1250. — À MADEMOISELLE QUINAULT.
Bruxelles, ce 11 mars.

Je n’ai voulu avoir l’honneur de vous répondre, mademoiselle, qu’après avoir exécuté vos ordres autant que je l’ai pu. J’avais besoin de revoir cette Zulime pour laquelle vous daignez vous intéresser ; pour bien corriger un acte, il faut avoir les autres dans la tête. Je n’ose être content de moi ; mais je vous supplie d’en être contente, et de la faire jouer telle que je l’ai corrigée selon vos intentions. Je sens que je ne peux plus y rien faire d’essentiel. Certainement son succès ou sa chute sont dans le gros de la pièce, et non dans de petits détails. Ne me jugez point par les lumières de votre esprit, mais par les bornes de mon talent : il y a des barrières pour tous les artistes. Les personnes d’un goût comme le vôtre voient bien loin au delà de ces barrières, mais l’artiste ne peut y atteindre. Nee croyez pas que mon peu de génie puisse suivre votre goût.

Si vous voulez vous en tenir à mes derniers efforts, je me flatte que vous ferez connaître Zulime au public après Pâques, J’avais oublié de vous dire que je pense qu’il faut absolument que M. Legrand joue Mohadir. J’ai ajouté quelque chose d’assez touchant au récit que fait ce Mohadir, de la mort du bonhomme ; et vous savez combien Legrand fait valoir les récits. J’espère beaucoup de la distribution des rôles. Peut-être celui de M. Dufresne n’a-t-il pas des mouvements assez passionnés et assez contrastés : ce sont ces contrastes qui font valoir le mérite d’un acteur. Il y en a beaucoup dans le rôle de Zulime ; mais qui ramènera Mlle Dumesnil de la fureur à la tendresse ? ce sera vous.

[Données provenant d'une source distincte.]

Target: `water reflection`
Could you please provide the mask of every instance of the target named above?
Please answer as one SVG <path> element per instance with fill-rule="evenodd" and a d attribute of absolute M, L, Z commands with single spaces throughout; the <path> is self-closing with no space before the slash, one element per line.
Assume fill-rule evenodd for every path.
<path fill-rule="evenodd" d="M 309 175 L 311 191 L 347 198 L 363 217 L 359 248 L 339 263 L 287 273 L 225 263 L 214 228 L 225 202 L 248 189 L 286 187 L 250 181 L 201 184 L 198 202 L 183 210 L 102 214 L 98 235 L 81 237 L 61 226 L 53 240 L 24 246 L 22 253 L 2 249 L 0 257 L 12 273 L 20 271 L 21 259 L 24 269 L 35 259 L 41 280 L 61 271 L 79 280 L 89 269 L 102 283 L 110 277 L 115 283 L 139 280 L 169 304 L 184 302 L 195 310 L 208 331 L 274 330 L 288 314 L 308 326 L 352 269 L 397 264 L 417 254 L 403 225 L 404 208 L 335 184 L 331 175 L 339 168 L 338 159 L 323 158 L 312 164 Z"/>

Vous donnerez, mademoiselle, vos conseils aux acteurs comme aux auteurs ; heureux ceux qui en profiteront ! Je vous regarde comme la reine du théâtre.

Je vous suis dévoué pour jamais avec tous les sentiments que je dois à vos talents, à votre mérite et à vos extrêmes bontés pour moi.

Le paquet a été adressé à M. de Pont-de-Veyle.